If I have power of attorney may I act as the person to access their account without identifying myself? How? 10 Answers as of June 16, 2015If I gain special power of attorney to access someone's account to make changes, do I need to identify myself and the situation? May I just act as the person I have power of attorney over if they give me permission in the POA form? Does a company have the right to not deal with me or sue for damages for acting as someone else? If they do require me to identify, what kind of paperwork would a company require for me to access an account?
Walpole Law | Robert J. Walpole
The purpose of a power of attorney is to give to another the rights and responsibilities found in the Power of Attorney document. I don't know why you would not want to disclose who you are unless you have a bad motive. Secondly, you would have to show the Power of Attorney document to be allowed to act in place of the ward. Good luck.
Answer Applies to: Oklahoma
Law Offices of Ronald A. Steinberg & Associates | Ronald A. Steinberg, BA, MA, JD
You have an obligation, called a fiduciary responsibility, to act in the best interest of whomever you represent. You may have to post a bond. If you screw up, you become financially liable, and you could go to jail.
Answer Applies to: Michigan
Richard B. Jacobson & Associates, LLC | Richard B. Jacobson
Something smells fishy here. If you have the appropriate authority, why would you want to conceal your identity? Each bank may make its own policy, but those I know would insist on proof of the existence of the POA, and proof of the identity of the purported attorney-in-fact. And they should, as part of their responsibility to their depositor. If you are thinking of taking steps which you want to conceal, give it up. It likely won't work, and it's likely wrong, and very likely a crime. Good Luck.

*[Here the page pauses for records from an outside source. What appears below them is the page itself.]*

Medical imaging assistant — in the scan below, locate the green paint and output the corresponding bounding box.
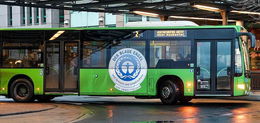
[233,29,250,96]
[80,69,148,95]
[80,69,194,96]
[0,69,44,95]
[234,76,250,96]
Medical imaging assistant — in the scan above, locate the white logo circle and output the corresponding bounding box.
[109,48,147,92]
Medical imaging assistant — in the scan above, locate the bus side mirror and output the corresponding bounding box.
[237,32,256,48]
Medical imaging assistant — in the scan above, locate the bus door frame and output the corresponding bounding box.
[44,40,80,93]
[194,39,234,96]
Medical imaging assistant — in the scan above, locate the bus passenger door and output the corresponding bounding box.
[45,41,79,92]
[195,42,211,92]
[45,42,60,91]
[195,41,232,95]
[63,42,79,91]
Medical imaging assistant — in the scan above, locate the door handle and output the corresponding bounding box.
[45,67,49,75]
[196,67,200,75]
[227,67,231,76]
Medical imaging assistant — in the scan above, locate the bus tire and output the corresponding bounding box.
[179,96,192,104]
[36,96,55,102]
[159,80,179,105]
[10,78,34,102]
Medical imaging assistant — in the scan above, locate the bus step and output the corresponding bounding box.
[195,94,231,97]
[45,92,79,95]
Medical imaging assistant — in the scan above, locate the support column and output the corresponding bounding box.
[220,11,228,25]
[236,20,244,26]
[99,12,105,27]
[160,16,169,21]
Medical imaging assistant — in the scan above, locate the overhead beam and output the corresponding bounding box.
[73,0,145,7]
[105,0,198,11]
[134,8,211,16]
[36,0,77,4]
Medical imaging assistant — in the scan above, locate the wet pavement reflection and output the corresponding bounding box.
[67,97,260,123]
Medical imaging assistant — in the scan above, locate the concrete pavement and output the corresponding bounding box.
[0,96,90,123]
[222,91,260,101]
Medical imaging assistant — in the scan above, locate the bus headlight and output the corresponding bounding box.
[187,82,192,88]
[238,84,245,90]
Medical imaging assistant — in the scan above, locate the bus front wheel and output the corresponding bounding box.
[179,96,192,104]
[36,96,55,102]
[10,78,34,102]
[159,80,179,104]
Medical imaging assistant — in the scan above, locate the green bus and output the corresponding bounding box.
[0,25,255,104]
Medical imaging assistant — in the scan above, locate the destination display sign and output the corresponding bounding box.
[155,30,187,37]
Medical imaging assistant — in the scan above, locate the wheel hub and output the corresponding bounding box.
[17,84,28,97]
[162,86,171,98]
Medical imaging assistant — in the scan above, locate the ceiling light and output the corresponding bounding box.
[170,16,236,22]
[49,31,65,40]
[231,10,260,15]
[193,4,222,12]
[133,10,159,17]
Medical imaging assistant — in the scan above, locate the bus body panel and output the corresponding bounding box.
[79,69,194,96]
[0,69,44,95]
[234,76,250,96]
[80,69,149,95]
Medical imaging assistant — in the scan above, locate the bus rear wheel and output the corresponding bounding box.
[159,80,179,105]
[10,78,34,102]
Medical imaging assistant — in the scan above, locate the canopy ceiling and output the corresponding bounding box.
[0,0,259,22]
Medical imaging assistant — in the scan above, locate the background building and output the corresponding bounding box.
[70,11,161,27]
[0,5,69,28]
[0,5,161,28]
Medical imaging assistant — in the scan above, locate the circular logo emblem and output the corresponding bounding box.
[109,48,147,92]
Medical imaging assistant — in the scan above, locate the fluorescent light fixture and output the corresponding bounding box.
[231,10,260,15]
[193,4,222,12]
[170,15,236,22]
[49,31,65,40]
[118,9,129,12]
[15,60,22,64]
[194,4,260,15]
[133,10,159,17]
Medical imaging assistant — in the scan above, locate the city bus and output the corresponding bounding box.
[0,23,255,104]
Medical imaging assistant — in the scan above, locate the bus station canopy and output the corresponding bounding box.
[0,0,259,22]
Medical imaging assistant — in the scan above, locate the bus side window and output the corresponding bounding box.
[150,40,191,68]
[235,39,242,76]
[82,41,107,68]
[2,42,43,68]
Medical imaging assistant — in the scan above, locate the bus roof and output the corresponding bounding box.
[0,25,241,31]
[125,21,199,27]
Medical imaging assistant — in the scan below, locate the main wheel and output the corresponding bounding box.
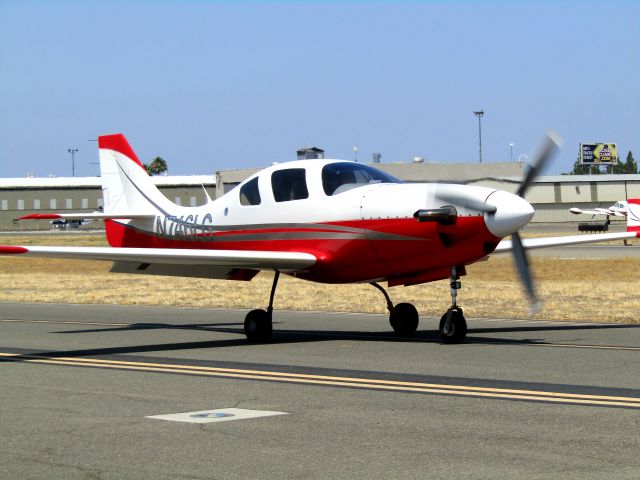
[244,309,272,342]
[439,308,467,344]
[389,302,419,336]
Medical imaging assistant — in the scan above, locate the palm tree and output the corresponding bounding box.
[144,156,168,176]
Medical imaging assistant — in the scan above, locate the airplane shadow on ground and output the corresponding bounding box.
[2,320,638,361]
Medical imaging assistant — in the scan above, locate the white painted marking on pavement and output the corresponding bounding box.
[146,408,288,424]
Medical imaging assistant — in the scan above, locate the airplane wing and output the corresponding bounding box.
[568,208,625,217]
[494,231,637,253]
[0,245,317,280]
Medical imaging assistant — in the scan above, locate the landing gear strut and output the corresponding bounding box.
[244,271,279,342]
[371,282,419,336]
[439,266,467,344]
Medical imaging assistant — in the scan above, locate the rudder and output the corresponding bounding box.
[98,133,173,215]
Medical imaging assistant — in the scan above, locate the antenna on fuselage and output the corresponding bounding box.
[202,185,213,204]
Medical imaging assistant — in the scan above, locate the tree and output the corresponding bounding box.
[609,151,636,174]
[144,156,168,176]
[624,150,637,174]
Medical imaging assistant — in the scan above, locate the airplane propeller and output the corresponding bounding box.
[510,131,562,312]
[427,131,562,312]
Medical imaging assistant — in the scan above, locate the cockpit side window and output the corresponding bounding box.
[322,162,401,196]
[271,168,309,202]
[239,177,261,206]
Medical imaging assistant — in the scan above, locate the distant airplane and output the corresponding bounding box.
[2,132,639,344]
[570,201,628,218]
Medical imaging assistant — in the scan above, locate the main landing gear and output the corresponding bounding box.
[244,271,279,342]
[245,268,467,344]
[370,282,419,336]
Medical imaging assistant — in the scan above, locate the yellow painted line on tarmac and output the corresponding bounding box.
[1,352,640,409]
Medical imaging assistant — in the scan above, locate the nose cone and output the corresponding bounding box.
[484,190,534,238]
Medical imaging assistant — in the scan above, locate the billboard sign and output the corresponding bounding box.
[580,143,618,164]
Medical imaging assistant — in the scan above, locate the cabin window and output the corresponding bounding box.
[322,162,401,196]
[239,177,261,206]
[271,169,308,202]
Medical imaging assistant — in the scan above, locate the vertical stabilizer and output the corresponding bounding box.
[98,134,173,215]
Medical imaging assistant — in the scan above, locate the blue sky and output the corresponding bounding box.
[0,1,638,177]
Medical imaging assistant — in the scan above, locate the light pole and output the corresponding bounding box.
[518,154,528,163]
[352,146,358,162]
[67,148,78,176]
[473,110,484,163]
[509,143,514,162]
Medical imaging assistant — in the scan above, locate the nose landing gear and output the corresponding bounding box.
[439,266,467,344]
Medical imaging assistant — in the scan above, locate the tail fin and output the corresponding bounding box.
[98,134,173,215]
[626,199,640,232]
[99,134,176,247]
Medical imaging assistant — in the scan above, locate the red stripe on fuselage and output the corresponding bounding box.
[105,218,499,284]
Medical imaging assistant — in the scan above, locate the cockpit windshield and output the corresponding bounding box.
[322,162,401,196]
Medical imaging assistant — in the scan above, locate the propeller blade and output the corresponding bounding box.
[434,187,497,214]
[511,231,541,314]
[516,130,563,198]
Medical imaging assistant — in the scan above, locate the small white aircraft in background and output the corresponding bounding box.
[570,201,628,218]
[2,132,639,344]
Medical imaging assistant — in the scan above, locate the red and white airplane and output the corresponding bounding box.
[2,133,639,343]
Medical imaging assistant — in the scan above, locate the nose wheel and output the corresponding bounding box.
[439,267,467,343]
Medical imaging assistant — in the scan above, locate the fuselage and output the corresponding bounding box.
[105,159,533,285]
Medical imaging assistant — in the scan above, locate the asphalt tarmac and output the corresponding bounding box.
[1,302,639,479]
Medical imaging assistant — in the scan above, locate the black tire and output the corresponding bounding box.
[244,309,272,342]
[389,302,419,336]
[439,308,467,344]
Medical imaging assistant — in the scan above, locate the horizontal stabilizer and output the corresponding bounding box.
[19,213,156,221]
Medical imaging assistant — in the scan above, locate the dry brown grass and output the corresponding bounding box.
[1,234,638,323]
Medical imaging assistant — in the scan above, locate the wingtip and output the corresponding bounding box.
[19,213,61,220]
[0,246,29,254]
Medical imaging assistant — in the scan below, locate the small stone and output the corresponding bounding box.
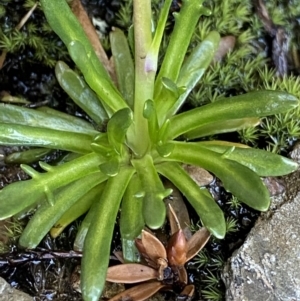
[182,164,213,186]
[0,277,33,301]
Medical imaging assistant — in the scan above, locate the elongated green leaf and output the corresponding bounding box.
[74,207,95,252]
[198,141,298,176]
[55,61,108,124]
[184,117,260,139]
[19,172,107,248]
[143,99,159,144]
[0,153,104,220]
[81,167,135,301]
[5,148,52,164]
[107,108,133,154]
[110,28,134,108]
[132,155,171,229]
[40,0,128,113]
[37,106,94,129]
[0,103,97,135]
[50,182,106,238]
[0,124,93,153]
[157,162,226,238]
[120,175,144,262]
[167,91,299,139]
[39,0,109,80]
[154,0,210,97]
[158,31,220,121]
[68,40,128,113]
[145,0,172,73]
[164,141,271,211]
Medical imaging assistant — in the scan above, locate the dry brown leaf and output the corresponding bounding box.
[108,281,165,301]
[186,227,210,262]
[164,181,191,238]
[179,284,195,298]
[141,230,167,263]
[106,264,158,284]
[166,230,187,266]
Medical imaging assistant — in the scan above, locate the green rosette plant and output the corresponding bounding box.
[0,1,298,301]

Answer Applies to: Wisconsin
Andrew T. Velonis, P.C. | Andrew Velonis
You absolutely need to identify yourself. Produce your identification and a copy of the written Power of Attorney. You should have several made for this purpose. The bank, insurance company or other institution has a responsibility to make sure it is dealing with the right person, in order to protect against fraud. If your PoA is legit, you should have no problem doing so.